Maffucci syndrome occurs as a sporadic disease. Progressive onset of both cutaneous vascular lesions (considered to be of venous type) and bony enchondromatous tumors (similar to those seen in Ollier disease) occurs throughout childhood. We report a case of a woman with Maffucci syndrome whose cutaneous vascular lesions revealed spindle cell hemangioendothelioma.


An italian woman developed severe bone distortion and dwarfism due to multiple enchondromas, first diagnosed as Ollier disease during childhood. At puberty, multiple vascular nodules appeared mainly on the limbs, leading to the diagnosis of Maffucci syndrome. Clinical data suggested the diagnosis of cutaneous venous anomalies: blue color of some nodules, phleboliths, arteriographic pattern. Histopathological examination of the skin specimen showed features of spindle cell hemangioendothelioma, e.g. nodules of dense spindle cell infiltration in combination with dysplastic vessels.


The few reports available do not clearly evidence the underlying histopathology progression of the lesions over years in a given patient. Skin lesions are classified among venous malformations. Bony enchondromatous involvement of the limbs is common and reported in 9 out of 10 patients.

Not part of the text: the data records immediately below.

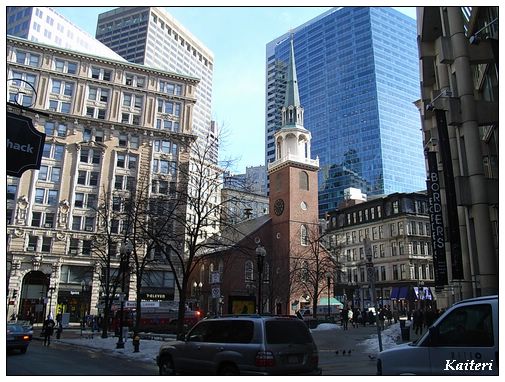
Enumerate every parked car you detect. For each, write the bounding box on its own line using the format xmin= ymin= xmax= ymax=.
xmin=156 ymin=315 xmax=321 ymax=375
xmin=7 ymin=323 xmax=32 ymax=353
xmin=377 ymin=296 xmax=498 ymax=375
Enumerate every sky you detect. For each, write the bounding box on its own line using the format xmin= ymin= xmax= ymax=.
xmin=17 ymin=1 xmax=415 ymax=173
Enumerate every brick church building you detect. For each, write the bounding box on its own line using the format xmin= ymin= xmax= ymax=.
xmin=188 ymin=37 xmax=329 ymax=314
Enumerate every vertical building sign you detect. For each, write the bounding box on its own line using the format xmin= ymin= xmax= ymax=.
xmin=435 ymin=109 xmax=464 ymax=280
xmin=426 ymin=151 xmax=448 ymax=287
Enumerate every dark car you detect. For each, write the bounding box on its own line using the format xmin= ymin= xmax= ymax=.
xmin=156 ymin=315 xmax=321 ymax=375
xmin=7 ymin=323 xmax=32 ymax=353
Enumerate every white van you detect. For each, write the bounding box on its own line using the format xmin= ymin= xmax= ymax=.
xmin=377 ymin=296 xmax=498 ymax=375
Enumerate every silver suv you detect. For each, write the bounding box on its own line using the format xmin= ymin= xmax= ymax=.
xmin=156 ymin=315 xmax=321 ymax=375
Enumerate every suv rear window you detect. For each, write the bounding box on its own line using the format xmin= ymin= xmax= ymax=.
xmin=189 ymin=320 xmax=254 ymax=344
xmin=265 ymin=320 xmax=312 ymax=345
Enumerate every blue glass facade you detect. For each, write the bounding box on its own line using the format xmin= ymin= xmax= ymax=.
xmin=266 ymin=7 xmax=426 ymax=216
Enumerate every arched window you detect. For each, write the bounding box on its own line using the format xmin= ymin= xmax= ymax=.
xmin=301 ymin=260 xmax=309 ymax=282
xmin=300 ymin=171 xmax=309 ymax=191
xmin=200 ymin=264 xmax=205 ymax=281
xmin=209 ymin=263 xmax=214 ymax=283
xmin=300 ymin=224 xmax=309 ymax=245
xmin=244 ymin=260 xmax=254 ymax=282
xmin=263 ymin=261 xmax=270 ymax=283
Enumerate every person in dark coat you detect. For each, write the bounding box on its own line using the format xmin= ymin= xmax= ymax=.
xmin=42 ymin=314 xmax=56 ymax=346
xmin=412 ymin=309 xmax=424 ymax=334
xmin=342 ymin=306 xmax=349 ymax=330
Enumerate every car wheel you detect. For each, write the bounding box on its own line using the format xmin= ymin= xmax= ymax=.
xmin=219 ymin=364 xmax=240 ymax=375
xmin=160 ymin=355 xmax=175 ymax=375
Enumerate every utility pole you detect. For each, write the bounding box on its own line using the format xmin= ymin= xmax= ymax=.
xmin=364 ymin=237 xmax=382 ymax=352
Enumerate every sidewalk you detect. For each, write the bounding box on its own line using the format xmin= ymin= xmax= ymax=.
xmin=312 ymin=326 xmax=378 ymax=375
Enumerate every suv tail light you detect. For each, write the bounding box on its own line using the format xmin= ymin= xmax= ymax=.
xmin=255 ymin=351 xmax=275 ymax=367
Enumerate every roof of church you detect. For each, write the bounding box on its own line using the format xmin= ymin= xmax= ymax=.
xmin=199 ymin=215 xmax=271 ymax=255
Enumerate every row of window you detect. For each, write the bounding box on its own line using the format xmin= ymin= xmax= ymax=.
xmin=15 ymin=49 xmax=183 ymax=95
xmin=338 ymin=221 xmax=431 ymax=244
xmin=345 ymin=241 xmax=431 ymax=261
xmin=340 ymin=264 xmax=433 ymax=283
xmin=26 ymin=235 xmax=92 ymax=256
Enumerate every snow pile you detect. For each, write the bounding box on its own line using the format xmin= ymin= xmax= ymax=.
xmin=54 ymin=335 xmax=164 ymax=362
xmin=359 ymin=323 xmax=401 ymax=353
xmin=310 ymin=323 xmax=342 ymax=332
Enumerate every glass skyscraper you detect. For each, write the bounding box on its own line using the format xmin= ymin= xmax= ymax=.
xmin=265 ymin=7 xmax=426 ymax=216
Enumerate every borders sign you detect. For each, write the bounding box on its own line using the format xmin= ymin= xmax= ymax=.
xmin=6 ymin=112 xmax=46 ymax=178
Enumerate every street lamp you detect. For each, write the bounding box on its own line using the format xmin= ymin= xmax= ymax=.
xmin=79 ymin=280 xmax=91 ymax=337
xmin=326 ymin=272 xmax=331 ymax=321
xmin=256 ymin=244 xmax=267 ymax=314
xmin=48 ymin=286 xmax=56 ymax=316
xmin=116 ymin=239 xmax=133 ymax=349
xmin=193 ymin=281 xmax=203 ymax=310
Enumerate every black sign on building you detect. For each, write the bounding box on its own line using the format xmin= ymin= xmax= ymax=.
xmin=6 ymin=112 xmax=46 ymax=178
xmin=426 ymin=151 xmax=448 ymax=289
xmin=435 ymin=109 xmax=464 ymax=280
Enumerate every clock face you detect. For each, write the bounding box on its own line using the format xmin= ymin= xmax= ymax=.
xmin=274 ymin=199 xmax=284 ymax=216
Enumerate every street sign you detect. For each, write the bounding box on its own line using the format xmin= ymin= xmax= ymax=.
xmin=212 ymin=287 xmax=221 ymax=298
xmin=6 ymin=112 xmax=46 ymax=178
xmin=210 ymin=272 xmax=221 ymax=284
xmin=366 ymin=268 xmax=375 ymax=281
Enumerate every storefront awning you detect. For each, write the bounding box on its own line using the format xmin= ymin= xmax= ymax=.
xmin=414 ymin=287 xmax=433 ymax=300
xmin=398 ymin=287 xmax=409 ymax=300
xmin=319 ymin=297 xmax=344 ymax=306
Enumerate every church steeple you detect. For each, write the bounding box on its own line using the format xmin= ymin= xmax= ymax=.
xmin=281 ymin=35 xmax=304 ymax=129
xmin=268 ymin=35 xmax=319 ymax=173
xmin=284 ymin=35 xmax=300 ymax=107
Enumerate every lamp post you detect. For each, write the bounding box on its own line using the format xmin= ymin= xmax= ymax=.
xmin=193 ymin=281 xmax=203 ymax=310
xmin=256 ymin=245 xmax=267 ymax=314
xmin=80 ymin=280 xmax=91 ymax=337
xmin=116 ymin=239 xmax=133 ymax=349
xmin=326 ymin=272 xmax=331 ymax=321
xmin=48 ymin=286 xmax=56 ymax=320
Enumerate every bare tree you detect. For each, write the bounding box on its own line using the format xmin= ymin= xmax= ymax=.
xmin=291 ymin=223 xmax=335 ymax=318
xmin=143 ymin=133 xmax=248 ymax=336
xmin=91 ymin=189 xmax=128 ymax=338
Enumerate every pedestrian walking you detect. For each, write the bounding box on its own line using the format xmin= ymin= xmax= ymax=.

Both vascular and bony lesions classically develop from childhood to adulthood. Spindle cell hemangioendothelioma is a vascular tumor recently described. Cellular spindling in association with vascular spaces must not be misdiagnosed as Kaposi sarcoma. Some of the reported cases of spindle cell hemangioendothelioma had Maffucci syndrome. It is unknown whether Maffucci syndrome occurs in association with venous malformation or whether it is always present in the cutaneous vascular lesions of the disease.